Он разделся в темноте, с наслаждением вытянулся и заснул мгновенно, как сквозь землю провалился…

Снилось ли ему что-нибудь? Да нет, кажется, ничего, если не считать того, что бряцанье сабель он первоначально принял за сон. Почему-то он решил, что едва не проспал парад, тот самый первомайский парад на Марсовом поле, в котором по монаршему повелению должны были участвовать все без исключения воспитанники военных учебных заведений столицы. С усилием открыл глаза, но вместо сердитого окрика воспитателя услышал мягкий, участливый голос:

— Вставайте!

Симпатичный, весьма интеллигентного вида господин в голубом мундире с подполковничьими эполетами тактично, если не сказать — нежно, будил его, легонько подергивая за край одеяла.

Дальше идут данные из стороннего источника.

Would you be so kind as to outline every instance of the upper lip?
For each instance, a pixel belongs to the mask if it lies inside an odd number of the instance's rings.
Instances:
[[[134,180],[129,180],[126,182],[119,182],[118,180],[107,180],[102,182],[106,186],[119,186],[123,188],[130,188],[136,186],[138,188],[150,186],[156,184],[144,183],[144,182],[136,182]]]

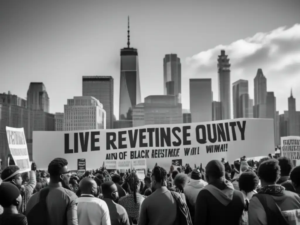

— Да что такое? — спросил Федор, открывая глаза и привставая с кровати.

— По повелению…

«Да неужели же?! — подумал он, не слушая голубого подполковника. — Но так скоро?!»

В эту минуту он заметил в дверях солдата, тоже голубого. А у изголовья кровати стоял квартальный или частный пристав с густыми темными бакенбардами. Сомнения рассеялись.

Всего, чего угодно, мог он ожидать, но только не того, что это произойдет так скоро.

— Отойдите немного, я буду одеваться, — сказал он сердито, словно и дела-то всего было, что в неурочный час потревожили его сон.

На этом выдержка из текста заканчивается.